Born and raised in Karachi, Pakistan, Humaira lived there until the age of 20. “Growing up, there were certain expectations of what I could do and couldn’t do, as a woman,” Humaira laments. “I was either supposed to be a doctor, scientist or lawyer. Otherwise, the other option was to be a housewife, but I never was quite to conform. I was a bit of a rebellious soul.” A few efforts were made to have Humaira married off, but she resisted. “I made a deal with my father, that after high school if I get into the best school for software engineering, that they would support my education and drop the idea of marrying me off. And I did get into that program. Not only did I get into it, but I also ended up having the highest GPA of my class.”
Her family had the opportunity to immigrate to Canada about 13 years ago, and Humaira continued her studies in Toronto. “In my computing science program at York University I was the only woman in a class of 160,” she recalls. “I was new to this country, of a different culture, and I was the only female in the program. I ended up dropping out of the program. That was my first experience with isolation.”
Humaira moved to the Lower Mainland about 8 years ago, where she again experienced loneliness and isolation. “It was tough to meet people in Vancouver,” she observes.

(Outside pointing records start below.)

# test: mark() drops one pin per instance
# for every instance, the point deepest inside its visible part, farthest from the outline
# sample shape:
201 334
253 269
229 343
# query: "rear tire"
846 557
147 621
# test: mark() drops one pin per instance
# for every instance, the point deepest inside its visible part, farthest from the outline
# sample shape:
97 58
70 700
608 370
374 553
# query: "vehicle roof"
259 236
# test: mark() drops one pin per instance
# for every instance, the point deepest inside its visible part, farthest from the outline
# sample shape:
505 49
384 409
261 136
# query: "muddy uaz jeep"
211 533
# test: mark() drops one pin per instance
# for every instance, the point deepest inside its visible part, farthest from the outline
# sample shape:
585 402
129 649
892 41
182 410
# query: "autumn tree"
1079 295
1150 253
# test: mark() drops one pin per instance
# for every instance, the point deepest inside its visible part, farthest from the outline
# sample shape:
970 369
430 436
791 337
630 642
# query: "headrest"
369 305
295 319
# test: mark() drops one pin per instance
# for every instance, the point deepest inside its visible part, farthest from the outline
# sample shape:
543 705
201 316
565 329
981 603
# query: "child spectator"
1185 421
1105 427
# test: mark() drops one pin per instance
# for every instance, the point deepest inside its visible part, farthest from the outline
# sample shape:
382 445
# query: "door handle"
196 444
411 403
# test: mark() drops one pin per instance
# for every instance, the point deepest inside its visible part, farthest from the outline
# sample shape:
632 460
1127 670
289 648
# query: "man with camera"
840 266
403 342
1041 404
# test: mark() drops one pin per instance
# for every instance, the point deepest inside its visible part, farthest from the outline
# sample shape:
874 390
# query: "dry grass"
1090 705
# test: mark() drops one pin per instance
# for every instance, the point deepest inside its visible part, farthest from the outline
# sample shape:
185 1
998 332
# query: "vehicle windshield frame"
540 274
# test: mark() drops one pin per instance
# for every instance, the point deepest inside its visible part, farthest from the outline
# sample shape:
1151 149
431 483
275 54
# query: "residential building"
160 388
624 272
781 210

After about a year in Vancouver, Humaira moved to Victoria, where she currently resides with her spouse and children.
“After having my second child, I started to feel really isolated again, especially around the time that I was ready to go back to work,” Humaira recalls. “A lot of my friends had decided to stay-at-home, and so while we had a lot in common as moms, I also felt a little disconnected because I was an entrepreneur and had some struggles with going back to work, and I had no one with similar experiences that I could talk to.”
“I refused to believe that there were no other women near me who were going through similar experiences, but there was no way of connecting to them, so I decided to develop Locelle,” Humaira explains. “Whether it is having a baby, moving to a new place, dealing with an illness, your friendships can change, and we should be able to connect with people who are in similar life stages as us.” Simply put, this is what Locelle does.
Humaira has clearly overcome stereotypes and gender role expectations as an immigrant South Asian Canadian female, to become a successful entrepreneur. She notes that she has found inspiration from other entrepreneurs and hopes that she can, in turn, be an inspiration to aspiring entrepreneurs. “I have overcome a lot of fear and self-doubt, and I really feel unstoppable,” she advises. “I feel if I can overcome the many challenges I have faced, that other women can absolutely do it too.”